What is clear is that European luxury brands have faced an uphill battle in recent years and could use some help.
Lanvin, for example, has struggled since the sudden ouster of its high-profile creative director, Alber Elbaz, three years ago. The creative director who replaced him, Bouchra Jarrar, left after 16 months. Even the appointment of Olivier Lapidus, who took over from Ms. Jarrar with a plan to make Lanvin the “French Michael Kors,” was met with criticism.
After acquiring the house this spring, Fosun did not waste much time. In March, Mr. Lapidus announced that he was stepping down.
Bally, meanwhile, has been in turnaround mode after several years of stagnant sales.
“Both Bally and Lanvin are not in the best shape and are more in a turnaround situation,” Mr. Lannes said. “Typically what you need is a creative team and a designer that can turn the brand around in line with what consumers want.”
This will require time, patience and investment from both parent companies, even as they juggle dozens of recently acquired brands and continue to scoop up others.
Just a few months before Shandong Ruyi made its approach for Bally, it snapped up the Lycra brand from Invista, an American producer of polymers and fibers, for $2 billion. Two years before that, it spent nearly $1 billion for SMCP, a company that owns the fashion brands Sandro, Maje and Claudie Pierlot.
Shandong Ruyi has built up a portfolio of British heritage brands, too. It owns Aquascutum, a British outerwear brand, and paid $285 million for a controlling stake in the men’s wear group Trinity, which owns the 200-year-old British suit maker Gieves & Hawkes. As part of that deal it also controls Kent & Curwen, the nearly 100-year-old men’s wear brand co-owned by David Beckham, the British soccer celebrity.
Fosun, meanwhile, owns Folli Follie, a fashion watch and jewellery company; St. John; Wolford and the Italian men’s wear brand Caruso. Its rapacious buying spree hit the brakes — albeit briefly — when it lost out in February to a Dutch rival in a bid for the Italian lingerie brand La Perla.
Fuelled by cheap loans at home, these two companies together have spent billions in the past three years on fashion brands. In 2017 alone, Fosun, spent more than $2.1 billion on 32 overseas deals, many of those fashion related, according to the data firm Dealogic.
For these brands and others, China’s consumption power in the past year has helped to buoy the luxury fashion industry.
Even as growth slows, there’s a sizeable, and sophisticated, pool of luxury shoppers in China.
China’s contribution to global luxury sales was largely the result of a booming economy, a rising stock market and hot property market, according to analysts. But that could change as China’s own growth sputters, debt soars and a trade war with the United States starts to pinch.

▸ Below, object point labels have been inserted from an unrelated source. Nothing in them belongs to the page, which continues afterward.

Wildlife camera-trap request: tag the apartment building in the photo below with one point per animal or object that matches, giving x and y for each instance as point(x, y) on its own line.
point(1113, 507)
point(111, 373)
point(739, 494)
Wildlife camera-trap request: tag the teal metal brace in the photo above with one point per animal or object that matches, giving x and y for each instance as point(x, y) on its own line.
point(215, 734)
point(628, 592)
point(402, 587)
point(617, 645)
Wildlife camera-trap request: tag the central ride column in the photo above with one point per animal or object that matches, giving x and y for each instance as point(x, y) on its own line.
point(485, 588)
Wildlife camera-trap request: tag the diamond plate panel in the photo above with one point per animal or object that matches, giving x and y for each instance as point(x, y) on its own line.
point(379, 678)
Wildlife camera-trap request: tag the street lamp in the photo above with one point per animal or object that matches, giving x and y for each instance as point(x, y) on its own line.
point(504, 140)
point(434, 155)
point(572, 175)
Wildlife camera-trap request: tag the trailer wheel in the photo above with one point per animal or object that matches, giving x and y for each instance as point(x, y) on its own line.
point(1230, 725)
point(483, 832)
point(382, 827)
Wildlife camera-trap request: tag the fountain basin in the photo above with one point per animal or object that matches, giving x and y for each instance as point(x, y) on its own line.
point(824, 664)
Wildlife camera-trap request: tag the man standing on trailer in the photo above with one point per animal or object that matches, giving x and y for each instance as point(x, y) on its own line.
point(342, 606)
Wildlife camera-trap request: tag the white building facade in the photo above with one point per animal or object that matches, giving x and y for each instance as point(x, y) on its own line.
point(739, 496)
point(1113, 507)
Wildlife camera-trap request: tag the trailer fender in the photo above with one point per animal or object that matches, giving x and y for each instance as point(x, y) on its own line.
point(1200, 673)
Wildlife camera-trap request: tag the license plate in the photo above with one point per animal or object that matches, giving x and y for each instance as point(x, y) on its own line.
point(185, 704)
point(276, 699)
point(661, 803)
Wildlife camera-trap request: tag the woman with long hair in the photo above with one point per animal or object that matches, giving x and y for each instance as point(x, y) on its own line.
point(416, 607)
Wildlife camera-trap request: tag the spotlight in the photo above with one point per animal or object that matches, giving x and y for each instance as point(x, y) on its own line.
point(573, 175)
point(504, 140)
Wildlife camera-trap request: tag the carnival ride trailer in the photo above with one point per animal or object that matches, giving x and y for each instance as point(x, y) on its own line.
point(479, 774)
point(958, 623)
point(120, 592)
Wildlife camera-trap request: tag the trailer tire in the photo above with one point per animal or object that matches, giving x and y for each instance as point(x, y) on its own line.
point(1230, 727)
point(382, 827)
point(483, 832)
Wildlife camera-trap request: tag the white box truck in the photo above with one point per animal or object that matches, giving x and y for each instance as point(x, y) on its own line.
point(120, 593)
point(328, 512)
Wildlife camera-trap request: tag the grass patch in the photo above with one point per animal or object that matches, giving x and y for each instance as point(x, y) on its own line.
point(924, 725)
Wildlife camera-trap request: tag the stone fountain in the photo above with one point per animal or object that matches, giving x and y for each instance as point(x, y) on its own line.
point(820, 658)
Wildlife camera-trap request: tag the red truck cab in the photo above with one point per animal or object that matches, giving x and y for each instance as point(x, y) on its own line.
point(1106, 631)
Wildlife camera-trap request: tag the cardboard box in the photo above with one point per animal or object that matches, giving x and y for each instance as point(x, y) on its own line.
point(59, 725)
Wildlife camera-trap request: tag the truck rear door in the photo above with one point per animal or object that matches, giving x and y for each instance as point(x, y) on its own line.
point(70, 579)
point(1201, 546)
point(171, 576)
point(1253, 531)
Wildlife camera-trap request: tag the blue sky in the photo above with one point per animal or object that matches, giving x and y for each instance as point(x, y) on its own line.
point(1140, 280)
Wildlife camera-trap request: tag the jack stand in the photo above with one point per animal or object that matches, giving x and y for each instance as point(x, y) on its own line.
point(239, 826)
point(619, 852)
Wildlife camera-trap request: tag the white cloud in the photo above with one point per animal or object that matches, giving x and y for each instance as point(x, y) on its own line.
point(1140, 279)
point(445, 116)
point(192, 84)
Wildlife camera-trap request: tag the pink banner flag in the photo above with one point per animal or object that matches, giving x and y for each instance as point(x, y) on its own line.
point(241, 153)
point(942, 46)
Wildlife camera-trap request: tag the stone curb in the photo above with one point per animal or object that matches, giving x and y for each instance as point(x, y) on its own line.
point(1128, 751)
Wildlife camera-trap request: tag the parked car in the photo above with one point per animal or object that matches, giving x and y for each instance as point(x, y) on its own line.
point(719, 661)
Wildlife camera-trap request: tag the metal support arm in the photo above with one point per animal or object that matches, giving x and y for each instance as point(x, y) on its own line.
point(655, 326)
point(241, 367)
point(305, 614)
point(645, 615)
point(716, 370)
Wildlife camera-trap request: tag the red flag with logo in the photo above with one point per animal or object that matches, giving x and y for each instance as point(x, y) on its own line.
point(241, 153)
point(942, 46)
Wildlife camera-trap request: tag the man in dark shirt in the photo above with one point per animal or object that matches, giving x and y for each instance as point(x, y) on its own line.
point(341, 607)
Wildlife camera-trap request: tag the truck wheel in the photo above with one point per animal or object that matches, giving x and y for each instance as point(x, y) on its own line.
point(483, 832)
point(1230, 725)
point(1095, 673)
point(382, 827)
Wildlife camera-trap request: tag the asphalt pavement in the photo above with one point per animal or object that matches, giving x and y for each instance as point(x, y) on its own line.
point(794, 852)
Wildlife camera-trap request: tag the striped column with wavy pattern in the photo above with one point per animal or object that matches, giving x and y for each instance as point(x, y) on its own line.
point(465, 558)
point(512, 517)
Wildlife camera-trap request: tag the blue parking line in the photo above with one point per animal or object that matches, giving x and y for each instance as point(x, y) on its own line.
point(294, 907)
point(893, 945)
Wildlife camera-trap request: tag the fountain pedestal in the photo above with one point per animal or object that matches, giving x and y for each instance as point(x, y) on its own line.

Traditional sources of wealth for many Chinese have included the stock market, which is one of the world’s worst performing this year. Adding to their woes in recent months, a weakening currency has left the renminbi at a 10-year low against the United States dollar. Just a few weeks ago, officials said China’s economic growth had hit its slowest pace since 2009.
Chinese shoppers in recent months have talked online about a “consumption downgrade,” trading tips on how to spend less, staying at home instead of going out and buying cheaper clothes online. This could spell trouble for the luxury industry.
“The whole sector is exposed to the consumption power of Chinese buyers and as the demand is struggling, globally the sector will be affected,” said Mariana Kou, a consumer analyst at the brokerage firm CLSA in Hong Kong.
A worsening economic picture could also put Chinese giants like Fosun and Shandong Ruyi in peril, Ms. Kou added. These companies have loaded up on debt to purchase trophy companies overseas, a model that has come under scrutiny by the Chinese government.
If Fosun and Shandong Ruyi are pressured to pay back some debt, they may have less money to invest in the brands.
For now, though, these companies keep spending, buoyed by the opportunity that Chinese consumers present. The consulting firm McKinsey & Company estimates that by 2025, around 7.5 million households in China will spend 1 trillion renminbi, or $144 billion, on luxury goods and account for nearly half of the market.
“Even as growth slows,” analysts at McKinsey recently wrote, “there’s a sizeable, and sophisticated, pool of luxury shoppers in China.”
The firm calls it the “Trillion Renminbi Opportunity.”